The puzzles themselves are quite interesting and are not so difficult as to be frustrating. Many are physics-based and usually require the implementation of fire, water, gravity, or magic to solve. The puzzles work well by providing the player with an easily definable challenge (the camera backs away and the screen widens, showing nearly all the space the puzzle encompasses) and ultimately allows for those, what I call, Portal 2 “Aha” moments. where you finally realize not only the solution to the problem, but also how intelligently designed the said puzzle actually was.
Knowing that the puzzles are worth solving, makes this type of game a success. I have a short fuse, so puzzle games and I have never really gotten along, but with smart design and great visual cues to show you your options, this game has made me a believer in the power of the genre
Not only are the concepts of the puzzles fun but the implementation of how you go about solving them is great in itself. As an example, you will find yourself redirecting water to flow towards a bright area on screen, not knowing what will happen next. What did end up happening was a large flower grew from the brand new source of nutrition, allowing me to jump on its petals all the way to my destination. Interaction with the environment is one of the ways this title keeps you engaged all the way till the end.
As for the music, it is exactly what you would expect when looking at the game. I enjoyed the orchestrated and upbeat fantasy soundtrack which included a nice blend of harps, flutes and vocals. Just think of any fantasy game, show, or movie, and you will know exactly what Trine 2 sounds like. Unfortunately, the catchy music does become rather repetitive, with one song looping for each level.

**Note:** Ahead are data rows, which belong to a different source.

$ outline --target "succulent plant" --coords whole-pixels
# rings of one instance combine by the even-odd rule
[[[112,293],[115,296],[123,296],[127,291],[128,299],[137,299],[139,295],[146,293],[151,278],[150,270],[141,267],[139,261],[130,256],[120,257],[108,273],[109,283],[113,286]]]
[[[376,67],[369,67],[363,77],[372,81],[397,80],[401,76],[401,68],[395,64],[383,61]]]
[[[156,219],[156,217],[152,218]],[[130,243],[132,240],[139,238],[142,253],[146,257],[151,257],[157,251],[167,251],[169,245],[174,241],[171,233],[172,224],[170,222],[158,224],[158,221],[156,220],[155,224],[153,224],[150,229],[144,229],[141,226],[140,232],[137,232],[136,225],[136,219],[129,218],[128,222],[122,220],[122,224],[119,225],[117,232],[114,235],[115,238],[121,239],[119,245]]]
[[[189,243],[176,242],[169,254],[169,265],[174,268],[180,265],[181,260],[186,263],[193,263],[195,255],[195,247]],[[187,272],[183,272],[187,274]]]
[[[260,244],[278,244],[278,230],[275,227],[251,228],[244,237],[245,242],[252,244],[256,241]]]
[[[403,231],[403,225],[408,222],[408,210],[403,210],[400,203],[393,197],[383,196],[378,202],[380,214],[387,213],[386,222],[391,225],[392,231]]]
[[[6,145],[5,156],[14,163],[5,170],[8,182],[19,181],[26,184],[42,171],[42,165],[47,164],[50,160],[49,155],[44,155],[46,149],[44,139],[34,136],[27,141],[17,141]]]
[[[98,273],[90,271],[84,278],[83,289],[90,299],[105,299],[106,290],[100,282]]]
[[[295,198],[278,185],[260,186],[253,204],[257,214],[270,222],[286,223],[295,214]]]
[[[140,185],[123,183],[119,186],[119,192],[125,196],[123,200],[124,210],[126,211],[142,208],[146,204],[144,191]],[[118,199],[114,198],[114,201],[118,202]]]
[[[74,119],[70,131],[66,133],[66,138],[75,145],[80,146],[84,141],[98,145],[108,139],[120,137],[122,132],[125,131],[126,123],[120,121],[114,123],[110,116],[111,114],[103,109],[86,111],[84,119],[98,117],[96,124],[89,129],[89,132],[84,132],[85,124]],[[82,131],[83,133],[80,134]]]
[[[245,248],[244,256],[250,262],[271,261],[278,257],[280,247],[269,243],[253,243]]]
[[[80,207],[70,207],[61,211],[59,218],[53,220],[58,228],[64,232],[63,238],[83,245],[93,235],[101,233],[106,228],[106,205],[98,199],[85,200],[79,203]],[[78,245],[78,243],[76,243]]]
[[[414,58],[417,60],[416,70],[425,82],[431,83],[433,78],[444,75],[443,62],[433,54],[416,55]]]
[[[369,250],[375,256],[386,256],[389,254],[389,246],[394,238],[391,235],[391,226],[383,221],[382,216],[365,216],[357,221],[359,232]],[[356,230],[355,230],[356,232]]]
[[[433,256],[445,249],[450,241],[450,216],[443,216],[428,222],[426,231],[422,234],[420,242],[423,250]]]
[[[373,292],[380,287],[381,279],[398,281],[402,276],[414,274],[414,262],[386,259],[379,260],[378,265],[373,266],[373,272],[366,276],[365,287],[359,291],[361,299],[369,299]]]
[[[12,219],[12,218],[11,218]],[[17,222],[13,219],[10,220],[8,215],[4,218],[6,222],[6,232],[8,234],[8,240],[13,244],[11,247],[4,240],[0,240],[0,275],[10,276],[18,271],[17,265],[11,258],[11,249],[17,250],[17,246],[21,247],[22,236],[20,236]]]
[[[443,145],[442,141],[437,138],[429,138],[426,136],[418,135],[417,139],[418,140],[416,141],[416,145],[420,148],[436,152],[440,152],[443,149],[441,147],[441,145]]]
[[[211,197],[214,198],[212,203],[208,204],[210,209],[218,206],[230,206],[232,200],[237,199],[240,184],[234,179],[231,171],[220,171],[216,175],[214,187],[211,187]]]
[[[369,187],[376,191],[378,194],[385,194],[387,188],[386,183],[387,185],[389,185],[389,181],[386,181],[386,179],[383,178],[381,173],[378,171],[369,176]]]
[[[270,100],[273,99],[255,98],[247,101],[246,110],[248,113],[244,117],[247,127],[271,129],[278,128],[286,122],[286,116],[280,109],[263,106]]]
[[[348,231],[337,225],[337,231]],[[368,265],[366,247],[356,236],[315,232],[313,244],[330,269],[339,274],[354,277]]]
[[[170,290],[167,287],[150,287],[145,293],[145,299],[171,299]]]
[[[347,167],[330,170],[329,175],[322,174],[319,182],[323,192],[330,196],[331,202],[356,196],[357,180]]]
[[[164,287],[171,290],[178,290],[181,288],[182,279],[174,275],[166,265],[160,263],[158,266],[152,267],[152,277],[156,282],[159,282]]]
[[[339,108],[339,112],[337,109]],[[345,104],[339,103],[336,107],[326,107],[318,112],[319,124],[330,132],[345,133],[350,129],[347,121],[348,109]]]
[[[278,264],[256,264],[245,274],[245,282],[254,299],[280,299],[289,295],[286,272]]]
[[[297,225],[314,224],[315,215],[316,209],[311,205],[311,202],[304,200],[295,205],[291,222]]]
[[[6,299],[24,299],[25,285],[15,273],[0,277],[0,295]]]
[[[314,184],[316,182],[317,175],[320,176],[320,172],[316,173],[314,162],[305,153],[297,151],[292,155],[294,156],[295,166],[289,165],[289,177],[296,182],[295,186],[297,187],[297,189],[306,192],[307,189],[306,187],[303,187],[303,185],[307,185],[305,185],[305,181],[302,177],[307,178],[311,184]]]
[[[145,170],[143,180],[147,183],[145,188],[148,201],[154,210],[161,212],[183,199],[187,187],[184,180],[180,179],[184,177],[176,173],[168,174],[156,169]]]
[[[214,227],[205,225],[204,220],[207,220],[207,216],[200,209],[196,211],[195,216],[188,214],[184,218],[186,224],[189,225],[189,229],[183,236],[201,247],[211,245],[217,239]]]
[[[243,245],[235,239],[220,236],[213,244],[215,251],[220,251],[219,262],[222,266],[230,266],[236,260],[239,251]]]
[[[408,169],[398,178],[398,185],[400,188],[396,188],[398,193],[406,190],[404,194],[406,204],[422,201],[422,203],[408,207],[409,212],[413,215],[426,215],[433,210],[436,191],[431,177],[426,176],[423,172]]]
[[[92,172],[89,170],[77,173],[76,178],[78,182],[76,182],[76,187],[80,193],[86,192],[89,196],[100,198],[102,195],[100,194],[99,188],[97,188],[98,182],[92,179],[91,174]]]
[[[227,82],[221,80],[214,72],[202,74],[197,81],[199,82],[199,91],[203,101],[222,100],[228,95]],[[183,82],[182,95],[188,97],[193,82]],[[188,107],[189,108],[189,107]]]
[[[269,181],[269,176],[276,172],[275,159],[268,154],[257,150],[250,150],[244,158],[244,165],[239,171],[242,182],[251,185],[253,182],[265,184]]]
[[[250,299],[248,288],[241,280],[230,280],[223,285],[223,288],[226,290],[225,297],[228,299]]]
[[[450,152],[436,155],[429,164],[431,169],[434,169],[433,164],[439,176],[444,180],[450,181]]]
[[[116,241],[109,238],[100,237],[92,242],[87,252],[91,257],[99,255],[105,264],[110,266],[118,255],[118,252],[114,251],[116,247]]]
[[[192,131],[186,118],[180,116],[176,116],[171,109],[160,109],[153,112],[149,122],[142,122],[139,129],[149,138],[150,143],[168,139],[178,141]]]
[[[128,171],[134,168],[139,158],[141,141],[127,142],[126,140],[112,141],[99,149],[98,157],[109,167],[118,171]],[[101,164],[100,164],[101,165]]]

Considering you have to spend time solving puzzles and cannot blast through levels like Sonic, hearing the same music looped over and over again becomes somewhat irritating, adding to the frustration that comes with not being able to figure out a puzzle for a long time. This may be due to the fact that I was not exactly speeding through the puzzles, but either way, a little variety would have gone a long way.
As for the control scheme, I want to preface by saying this was originally made for the PC, with a mouse and keyboard format in mind. That being said, the controls are suspect at best. You will find yourself over-compensating ALL the time with the rather loose control scheme. While using the character’s special abilities, most notably the wizards cube creation, I found myself jealous (for one of the first times ever, mind you) that I was not playing this on a computer.
I know that drawing a square with a mouse is much, much easier than using an analog controller and those times in the game where you have to either be precise or fast, the control scheme falls flat. It is not broken by any means, but if you have a good PC, I would most definitely suggest buying that version opposed to the console one. I do have to give them credit though for making the most out of a difficult transition from mouse to controller.
Aside from the sometimes frustrating controls, repetitive music and the occasional wooden animation, this game has almost everything you should want from a downloadable title. Gorgeous visuals, smart design, fun characters and, most importantly, an ability to keep the player engaged and interested make Trine 2 a great addition to any downloadable game library.
Available now on XboxLive Arcade, Trine 2 has all the elements of a successful puzzle platformer and should not be missed by those looking for a beautiful and challenging title.